Tunis - Azhar Jarboui
Ladgham intends to fight the decision to fire her
Tunisia’s acting ambassador to Finland, Zohra Ladgham, has defended her reputation after a video began circulating on social media this weekend allegedly showing the diplomat drunkenly talking with Finnish
police.
Ladgham, speaking to Arabstoday in an exclusive interview, claimed a disaffected staffer was behind the video leak.
The 90-second video, which shows the diplomat allegedly drunk and talking with two Finnish policemen, resulted in Ladgham losing her job.
The Tunisian diplomat has blamed her former driver, who she claims was a “fundamentalist” whom she was about to sack, for releasing the video.
Ladgham told Arabstoday the driver -- a “strict Salafist” -- behaved in “suspicious and extreme” ways.

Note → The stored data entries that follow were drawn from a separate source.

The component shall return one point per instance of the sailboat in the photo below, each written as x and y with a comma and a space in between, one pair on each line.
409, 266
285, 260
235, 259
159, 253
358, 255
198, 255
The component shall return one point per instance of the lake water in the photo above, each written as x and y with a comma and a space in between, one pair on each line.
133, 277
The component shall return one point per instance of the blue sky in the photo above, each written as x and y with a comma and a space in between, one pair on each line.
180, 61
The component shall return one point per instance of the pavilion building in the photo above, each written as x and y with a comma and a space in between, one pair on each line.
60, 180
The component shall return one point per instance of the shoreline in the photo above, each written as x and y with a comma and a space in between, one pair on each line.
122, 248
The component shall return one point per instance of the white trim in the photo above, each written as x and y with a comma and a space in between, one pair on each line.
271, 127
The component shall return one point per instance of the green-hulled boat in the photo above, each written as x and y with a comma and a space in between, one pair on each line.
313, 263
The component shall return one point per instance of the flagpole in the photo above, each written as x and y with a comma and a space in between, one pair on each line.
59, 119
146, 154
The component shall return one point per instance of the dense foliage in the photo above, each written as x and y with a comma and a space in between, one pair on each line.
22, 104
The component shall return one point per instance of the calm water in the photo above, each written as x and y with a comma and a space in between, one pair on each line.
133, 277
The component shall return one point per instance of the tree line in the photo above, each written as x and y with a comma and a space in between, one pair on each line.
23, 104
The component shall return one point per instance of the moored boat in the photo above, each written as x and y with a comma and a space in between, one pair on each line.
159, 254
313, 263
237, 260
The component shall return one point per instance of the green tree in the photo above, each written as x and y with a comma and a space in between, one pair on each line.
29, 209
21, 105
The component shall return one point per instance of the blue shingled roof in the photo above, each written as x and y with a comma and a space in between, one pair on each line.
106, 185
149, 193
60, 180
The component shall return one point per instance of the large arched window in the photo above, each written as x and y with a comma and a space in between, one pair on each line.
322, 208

“He sometimes refused to take orders from me because I’m a woman,” the former Tunisian ambassador to Finland said.
After requesting the government fire him, the driver “staged a plot to tarnish my image,” Ladgham claimed.
A man, thought to be chauffeur Khaled Chmengui, comments on Ladgham’s behaviour in the leaked video, saying: “Look at our ambassador, drunk with her boyfriend.”
“See what the secularists do,” he adds.
Laghdam claimed the video was made to look like she had been drink driving.
“I went out to dinner with a family friend,” she told Arabstoday. “When we left the restaurant, we were surprised to find two policeman had been given an anonymous tip-off that I was driving home drunk.”
“The policemen realised it was a false report and left. Meanwhile, my chauffeur was filming me and exploiting the situation,” she claimed.
Ladgham’s sister later telephoned to tell her that a video accusing her of driving under the influence of alcohol had gone viral on Facebook, she said.
The diplomat has meanwhile hit back at Tunisian Foreign Minister Rafik Abdessalem, claiming he has used the incident for “political ends.”
“It’s sad that a foreign minister in government would base his decision on a shady and false video spread on Facebook without bothering to check its authenticity,” she said.
Ladgham suggested Abdessalem had used the video to divert attention away from the “Sheratongate” Foreign Ministry scandal, which has allegedly implicated the minister in financial and administrative corruption.
Ladgham told Arabstoday she intends to fight the decision to sack her, and called for an investigation into the incident.